Anonymous wrote:We have a nanny who takes good care of our child. He seems to like her and he is safe.
However, she drives us (the parents) batty with her running commentary on both how we care for him and other household/personal issues. Some examples:
--Why didn't you go to Home Depot for your carpet? They are the best.
--You shouldn't drink soda, it's bad for you.
--Your wallpaper doesn't look well-done
--You shouldn't let your son eat when he's not in his high-chair
It's constant -- she comments on EVERYTHING. It drives us so crazy that we dread having to talk to her in the mornings/evenings. We are considering letting her go if we can't fix this because it's not a positive relationship, but feel like we should try to address it first. How would you handle this?
Anonymous wrote:Anonymous wrote:Why would anyone fire a nanny who is clearly good for her child? Seems rather selfish and mean to your own child.
I'd be really upset if I came home from my 11 hours at work, to grab a half a Coke and have a nanny tell me "It's not good to drink soda." Or to have her tell me I should have gotten carpeting from Home Depot after I had it installed from somewhere else.
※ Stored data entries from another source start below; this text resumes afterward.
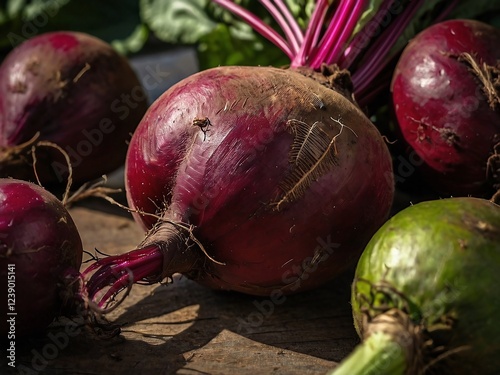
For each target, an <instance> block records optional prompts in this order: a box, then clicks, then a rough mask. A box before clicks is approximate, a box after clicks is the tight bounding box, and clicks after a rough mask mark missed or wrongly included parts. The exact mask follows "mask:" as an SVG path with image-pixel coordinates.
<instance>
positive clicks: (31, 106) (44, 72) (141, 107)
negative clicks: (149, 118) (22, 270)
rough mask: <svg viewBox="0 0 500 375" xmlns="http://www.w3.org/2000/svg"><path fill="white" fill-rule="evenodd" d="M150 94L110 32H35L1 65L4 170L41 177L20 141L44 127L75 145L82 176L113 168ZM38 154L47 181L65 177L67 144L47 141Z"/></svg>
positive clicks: (92, 177) (68, 150)
mask: <svg viewBox="0 0 500 375" xmlns="http://www.w3.org/2000/svg"><path fill="white" fill-rule="evenodd" d="M146 99H147V98H146V94H145V92H144V90H143V88H142V86H141V84H140V82H139V80H138V78H137V77H136V75H135V73H134V71H133V70H132V68H131V67H130V65H129V63H128V61H127V60H126V59H125V58H124V57H123V56H121V55H119V54H118V53H117V52H116V51H115V50H114V49H113V48H112V47H111V46H110V45H109V44H107V43H105V42H104V41H102V40H99V39H97V38H95V37H93V36H90V35H86V34H83V33H78V32H69V31H58V32H52V33H46V34H42V35H39V36H36V37H34V38H32V39H29V40H27V41H26V42H24V43H22V44H21V45H19V46H18V47H16V48H14V49H13V50H12V51H11V53H10V54H9V55H8V56H7V57H6V59H5V60H4V61H3V63H2V65H1V66H0V176H1V177H7V176H10V177H15V178H22V179H33V167H32V166H31V161H32V157H31V156H30V155H29V151H30V150H31V147H29V146H28V147H22V146H21V147H19V146H20V145H23V144H24V143H26V142H28V141H30V140H31V139H32V138H33V137H35V135H36V134H37V133H39V138H38V139H40V140H46V141H51V142H53V143H56V144H57V145H59V146H60V147H62V148H63V149H64V150H65V151H66V152H67V153H68V155H69V157H70V160H71V164H72V168H73V180H74V181H75V183H82V182H86V181H88V180H92V179H95V178H99V177H101V176H102V175H103V174H106V173H109V172H112V171H113V170H115V169H116V168H118V167H119V166H121V165H122V164H123V161H124V159H125V155H126V150H127V143H126V142H127V141H128V140H129V139H130V133H132V132H133V131H134V129H135V128H136V126H137V124H138V123H139V121H140V119H141V118H142V116H143V115H144V113H145V111H146V109H147V100H146ZM36 156H37V159H39V161H40V162H39V163H38V164H37V171H38V174H39V176H40V179H41V181H42V183H43V184H44V186H49V185H51V184H60V183H63V184H65V181H66V178H67V176H68V167H67V164H66V162H65V159H64V158H63V157H62V156H61V153H60V152H59V151H56V150H55V149H48V148H46V147H43V148H42V147H41V148H39V150H38V151H37V153H36Z"/></svg>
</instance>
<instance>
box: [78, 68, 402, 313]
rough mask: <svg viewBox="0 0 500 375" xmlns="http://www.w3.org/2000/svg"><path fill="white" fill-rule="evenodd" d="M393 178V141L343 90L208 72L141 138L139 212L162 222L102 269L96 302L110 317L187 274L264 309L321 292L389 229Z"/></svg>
mask: <svg viewBox="0 0 500 375" xmlns="http://www.w3.org/2000/svg"><path fill="white" fill-rule="evenodd" d="M323 78H325V77H323ZM392 176H393V175H392V167H391V158H390V155H389V152H388V149H387V146H386V144H385V142H384V140H383V138H382V137H381V135H380V134H379V132H378V131H377V129H376V128H375V126H374V125H373V124H372V123H371V122H370V121H369V119H368V118H367V117H366V116H365V115H364V114H363V113H362V112H361V110H360V109H359V108H358V107H357V106H356V105H355V104H354V102H352V101H351V100H350V99H348V98H347V97H345V96H344V95H342V94H340V93H339V92H338V91H336V90H335V89H334V88H328V87H326V86H324V85H322V84H319V83H318V82H316V81H315V80H313V79H311V78H310V77H306V76H305V75H303V74H301V73H299V72H297V71H293V70H284V69H277V68H264V67H260V68H255V67H219V68H214V69H210V70H206V71H203V72H200V73H198V74H195V75H193V76H191V77H189V78H187V79H185V80H183V81H181V82H179V83H178V84H176V85H175V86H173V87H172V88H171V89H169V90H168V91H167V92H165V93H164V94H163V95H162V96H161V97H160V98H159V99H158V100H157V101H156V102H155V103H153V105H152V106H151V107H150V109H149V110H148V112H147V114H146V115H145V117H144V119H143V121H142V122H141V124H140V125H139V127H138V128H137V130H136V132H135V133H134V135H133V137H132V141H131V143H130V147H129V152H128V156H127V162H126V190H127V195H128V200H129V205H130V206H131V207H132V208H133V209H135V210H139V211H143V212H146V213H150V214H151V213H157V214H158V215H159V217H160V220H159V221H157V219H158V218H157V217H153V216H149V215H142V214H139V213H135V218H136V219H137V221H139V222H140V223H142V225H143V227H145V228H148V229H151V232H150V233H149V234H148V236H147V237H146V239H145V240H144V242H143V243H142V244H141V245H140V246H139V249H138V250H135V251H132V252H130V253H128V254H125V255H122V256H116V257H108V258H104V259H102V260H101V261H99V262H97V263H95V264H93V265H92V266H90V267H89V268H88V269H87V270H86V271H85V274H90V273H91V272H92V271H94V270H95V269H97V271H96V273H94V274H93V275H92V277H91V278H90V280H89V281H88V283H87V290H88V293H89V296H90V297H91V298H94V299H95V300H97V301H98V302H99V304H100V305H101V306H102V305H104V304H105V302H106V301H107V299H108V298H110V297H111V296H112V295H113V294H114V293H116V292H117V291H118V290H120V289H122V288H124V287H126V286H127V285H128V283H129V282H131V281H134V282H139V281H142V282H158V281H161V280H162V279H164V278H168V277H170V276H172V275H173V274H174V273H177V272H180V273H184V274H185V275H187V276H188V277H190V278H192V279H194V280H196V281H198V282H200V283H201V284H204V285H208V286H210V287H213V288H219V289H229V290H236V291H241V292H246V293H250V294H255V295H269V294H272V293H273V292H279V293H292V292H297V291H302V290H307V289H310V288H313V287H316V286H318V285H321V284H323V283H324V282H326V281H328V280H331V279H332V278H334V277H335V276H337V275H338V274H339V273H340V272H342V271H343V270H345V269H346V268H347V267H348V266H349V265H351V264H353V262H354V261H355V260H356V259H357V258H358V256H359V254H360V252H361V251H362V249H363V248H364V246H365V245H366V243H367V242H368V240H369V239H370V237H371V236H372V235H373V233H374V232H375V231H376V230H377V229H378V228H379V226H380V225H381V224H382V223H383V222H384V221H385V219H386V218H387V215H388V212H389V209H390V207H391V203H392V199H393V193H394V189H393V177H392ZM109 284H112V287H111V289H110V291H108V293H107V295H105V296H104V297H102V296H98V294H99V292H100V291H101V290H103V289H105V287H107V286H108V285H109ZM101 297H102V298H101Z"/></svg>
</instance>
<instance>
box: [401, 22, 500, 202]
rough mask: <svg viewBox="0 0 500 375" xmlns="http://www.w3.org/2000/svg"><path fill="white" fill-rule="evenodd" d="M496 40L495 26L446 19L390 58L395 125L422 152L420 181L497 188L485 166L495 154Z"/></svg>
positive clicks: (454, 194)
mask: <svg viewBox="0 0 500 375" xmlns="http://www.w3.org/2000/svg"><path fill="white" fill-rule="evenodd" d="M499 45H500V30H498V29H496V28H494V27H492V26H490V25H487V24H484V23H481V22H479V21H474V20H449V21H445V22H441V23H438V24H435V25H433V26H431V27H429V28H427V29H426V30H424V31H422V32H421V33H420V34H419V35H418V36H417V37H415V38H414V39H413V40H412V41H411V42H410V43H409V45H408V46H407V47H406V49H405V51H404V52H403V54H402V56H401V58H400V60H399V62H398V64H397V67H396V70H395V72H394V76H393V81H392V97H393V102H394V112H395V114H396V117H397V122H398V124H399V129H400V131H401V133H402V135H403V137H404V139H405V141H406V142H407V143H408V145H409V146H410V148H411V150H414V151H415V152H416V153H417V155H418V156H419V157H420V158H421V159H422V161H423V163H422V164H421V166H420V170H421V172H422V175H423V176H424V178H425V180H426V181H427V182H428V183H429V184H430V185H431V186H432V187H433V188H435V189H436V190H438V191H439V192H441V193H446V194H453V195H484V194H487V193H489V192H491V190H492V189H491V188H492V185H496V184H498V187H500V173H499V172H498V171H495V170H494V169H496V168H498V167H496V168H492V167H493V166H494V165H493V162H494V160H495V158H496V159H498V158H499V157H500V156H498V155H496V156H495V154H496V153H498V149H499V148H500V147H499V145H500V82H499V77H500V48H498V46H499ZM495 145H497V146H496V147H497V151H495ZM488 160H489V161H488ZM495 175H496V176H495Z"/></svg>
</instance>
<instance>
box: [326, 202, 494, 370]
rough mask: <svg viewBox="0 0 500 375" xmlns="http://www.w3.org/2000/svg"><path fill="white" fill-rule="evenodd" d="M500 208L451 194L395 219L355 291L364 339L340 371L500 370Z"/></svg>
mask: <svg viewBox="0 0 500 375" xmlns="http://www.w3.org/2000/svg"><path fill="white" fill-rule="evenodd" d="M499 285H500V206H498V205H496V204H495V203H493V202H490V201H488V200H484V199H479V198H448V199H442V200H435V201H427V202H422V203H419V204H416V205H414V206H411V207H409V208H407V209H405V210H403V211H400V212H399V213H398V214H396V215H395V216H393V217H392V218H391V219H390V220H389V221H387V222H386V224H385V225H384V226H382V227H381V228H380V229H379V231H378V232H377V233H376V234H375V236H374V237H373V238H372V240H371V241H370V243H369V244H368V246H367V247H366V249H365V251H364V252H363V255H362V256H361V258H360V260H359V263H358V266H357V269H356V273H355V279H354V283H353V286H352V306H353V314H354V322H355V327H356V330H357V332H358V334H359V335H360V337H361V338H362V340H363V342H362V343H361V344H360V345H359V346H358V347H357V348H356V349H355V350H354V351H353V353H352V354H351V355H350V356H349V357H348V358H347V359H346V360H345V361H344V362H343V363H341V364H340V366H339V367H338V368H337V369H335V370H334V371H333V372H332V374H335V375H344V374H349V375H361V374H370V375H377V374H380V375H399V374H400V375H403V374H424V373H425V374H440V375H445V374H453V375H460V374H481V375H493V374H499V373H500V357H499V356H498V353H499V352H500V325H499V324H498V321H497V318H498V317H499V316H500V294H499V292H498V286H499Z"/></svg>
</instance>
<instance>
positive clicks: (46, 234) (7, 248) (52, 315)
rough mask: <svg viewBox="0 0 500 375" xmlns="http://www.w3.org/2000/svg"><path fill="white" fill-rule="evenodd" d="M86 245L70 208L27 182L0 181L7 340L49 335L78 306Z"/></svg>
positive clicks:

I spend ten hours a day defending my ideas and decisions - when I come home I don't want to deal with that. What's the point of the carpet statement after it's already been installed? What's done is done. A nanny should make life easier for the parents, not harder.
Anonymous wrote:Anonymous wrote:Anonymous wrote:OP here -- would you believe she's in her 50s? I think she is sort of looking for "insta-family", where she can have that kind of role. Unfortunately, we're not it. Thanks for the advice.
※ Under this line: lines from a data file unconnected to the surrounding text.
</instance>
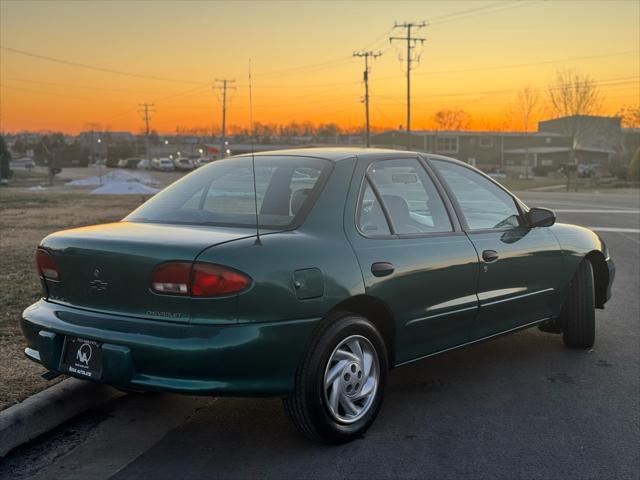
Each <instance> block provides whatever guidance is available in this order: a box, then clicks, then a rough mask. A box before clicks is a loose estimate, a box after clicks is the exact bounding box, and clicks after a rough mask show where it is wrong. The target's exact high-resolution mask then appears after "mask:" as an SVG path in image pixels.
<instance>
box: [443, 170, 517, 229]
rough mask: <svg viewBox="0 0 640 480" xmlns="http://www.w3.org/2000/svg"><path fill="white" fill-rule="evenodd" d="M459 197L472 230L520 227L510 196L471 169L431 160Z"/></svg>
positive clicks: (452, 189) (516, 210)
mask: <svg viewBox="0 0 640 480" xmlns="http://www.w3.org/2000/svg"><path fill="white" fill-rule="evenodd" d="M431 163H432V164H433V166H434V167H435V168H436V170H438V172H440V174H441V175H442V176H443V177H444V179H445V181H446V182H447V184H448V185H449V188H450V189H451V191H452V192H453V195H454V196H455V197H456V200H457V201H458V204H459V205H460V209H461V210H462V214H463V215H464V217H465V220H466V221H467V224H468V225H469V228H470V229H471V230H484V229H505V228H517V227H519V226H520V211H519V210H518V207H517V206H516V203H515V200H514V199H513V197H511V195H509V194H508V193H507V192H505V191H504V190H503V189H501V188H500V187H498V186H497V185H496V184H494V183H493V182H491V181H490V180H487V179H486V178H485V177H483V176H482V175H480V174H479V173H477V172H475V171H473V170H471V169H470V168H467V167H464V166H461V165H456V164H455V163H452V162H446V161H442V160H431Z"/></svg>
Follow-up question -- if we hire a new nanny and he/she asks what happened to the old one, what would you say?
NP here.
Yes, as soon as I read your post I thought you must be describing an older nanny. Is she from another country? My guess would be that she is, as that kind of commentary is often a cultural thing when older women are 'entitled' to teach younger people - even their bosses - because of their greater experience.
I wouldn't be comfortable with it either, OP, so I'm not trying to excuse it, but you should know that this isn't uncommon and she almost certainly doesn't mean anything bad by it. I'm not sure if a speech would make a difference, it would probably just put her on edge and make her feel defensive, but I'm curious what you say to her now when she makes those comments?
If you shut her down with a short but firm, "We're really happy with our wallpaper and it's hurtful to hear people criticize it," or, "We all have our vices... mine happens to be soda, what's yours?" you might find you'll get further in your relationship. If you've tried that unsuccessfully or aren't interested in trying it, go for a younger (but not young, something like 25-35) nanny who won't be as likely to feel entitled to criticize you and your choices.
OP here -- I actually said something almost exactly like that to the soda comment. And for some of the other things -- carpet, for instance -- I've said "we are fine with what we have, thanks" and ended the conversation quickly. The problem is that I hate having to do this 5 times a day in what are very short conversations (when she arrives and when I return home). And what I didn't add is that I'm about to be home with her for a good four months while I'm on maternity leave beginning in December. I just don't think that will go well if this hasn't been addressed or we haven't moved on.
Anonymous wrote:Anonymous wrote:OP here -- would you believe she's in her 50s? I think she is sort of looking for "insta-family", where she can have that kind of role. Unfortunately, we're not it. Thanks for the advice.
Follow-up question -- if we hire a new nanny and he/she asks what happened to the old one, what would you say?
NP here.
Yes, as soon as I read your post I thought you must be describing an older nanny. Is she from another country? My guess would be that she is, as that kind of commentary is often a cultural thing when older women are 'entitled' to teach younger people - even their bosses - because of their greater experience.
I wouldn't be comfortable with it either, OP, so I'm not trying to excuse it, but you should know that this isn't uncommon and she almost certainly doesn't mean anything bad by it. I'm not sure if a speech would make a difference, it would probably just put her on edge and make her feel defensive, but I'm curious what you say to her now when she makes those comments?
If you shut her down with a short but firm, "We're really happy with our wallpaper and it's hurtful to hear people criticize it," or, "We all have our vices... mine happens to be soda, what's yours?" you might find you'll get further in your relationship. If you've tried that unsuccessfully or aren't interested in trying it, go for a younger (but not young, something like 25-35) nanny who won't be as likely to feel entitled to criticize you and your choices.